Unfortunately, I married and moved a thousand miles away without getting that recipe and the special instructions that probably went along with it. I lived closer to my in-laws then and, as luck would have it, they had owned a small town bakery, so I asked them for their recipe. What I got was a ratio; otherwise I would have wound up with a recipe beginning, “fifty pounds of flour…” It went like this: half as much shortening as flour, half as much water as shortening.
It took a few years, but I finally got the hang of it. I also discovered the proper ratio of salt (a scant teaspoon per two cups of flour), the advantage of ice water rather than plain tap water (it makes the crust flakier), and the need to handle the dough as little as possible if you want to be able to eat it instead of use it as a Frisbee.
I still have a little difficulty passing this recipe along. You see, flour changes according to the humidity. If it has soaked up moisture from the air, it will take less water. How do you tell? By the way it feels. How does it feel? Here the problem lies. When everything is right, it feels right, that’s how you tell. But how does “right” feel? It feels like pie crust dough that is “right.” There is no way to describe it if you haven’t ever put your hands in it before.
The same thing happens when I am trying to help a person with just about any recipe—biscuits, cookie dough, cake batter, gravy, cream sauce—when it’s right, you know it. In fact, when teaching someone to make gravy or béchamel, I have to take the spoon from them into my hand and give it a stir so I can feel it in order to really know. That’s why I never make my pastry crust in a food processor—I can’t feel it!
The trick is to do it over and over and over for years. That’s how you know what “right” is. Yes, you must have a good recipe, but even a good recipe can turn out wrong if you are not familiar with it.
Do you want to know how to avoid false doctrine? It has nothing to do with studying every possible false teaching out there. You would have no time for it. What you do is study the real thing over and over and over for years. Then when the false one comes along it won’t feel quite the same, and you will suddenly catch yourself saying, “Unh, unh. Something’s not right here.” Because you are so familiar with what “right” is, you will have far less trouble seeing what “wrong” is.
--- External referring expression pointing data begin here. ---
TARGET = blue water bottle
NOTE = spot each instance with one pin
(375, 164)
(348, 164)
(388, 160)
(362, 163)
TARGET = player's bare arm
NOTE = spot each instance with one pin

Learning the facts may seem formalistic. It may seem like our religion is lacking some “heart.” Don’t be so quick to judge. Some of the people most likely to be taken captive by false prophets are those who love the whir and excitement of “food processor” religion. “Wow! Look at it go. Look how fast it comes together. This must surely be the real thing.” It is certainly more rousing than watching someone cut a cup of shortening into 2 cups of flour with a handheld pastry blender, up and down, over and over, for several tedious minutes. But that food processor religion is more likely to be tough and overworked or wet and hard to handle, while the handmade religion will separate into flaky layers of depth, and rival the filling itself for the starring role.
There is no short cut for this kind of experience. If it takes years of handling pastry crust to reach this level of comfortable, secure familiarity, God’s word certainly won’t be any easier, but what should we expect? God didn’t write pulp fiction.
And this I pray that your love may abound yet more and more in knowledge and all discernment; so that you may distinguish the things that differ; that you may be sincere and void of offence unto the day of Christ; being filled with the fruits of righteousness, which are through Jesus Christ, unto the glory and praise of God, Phil 1:9-11.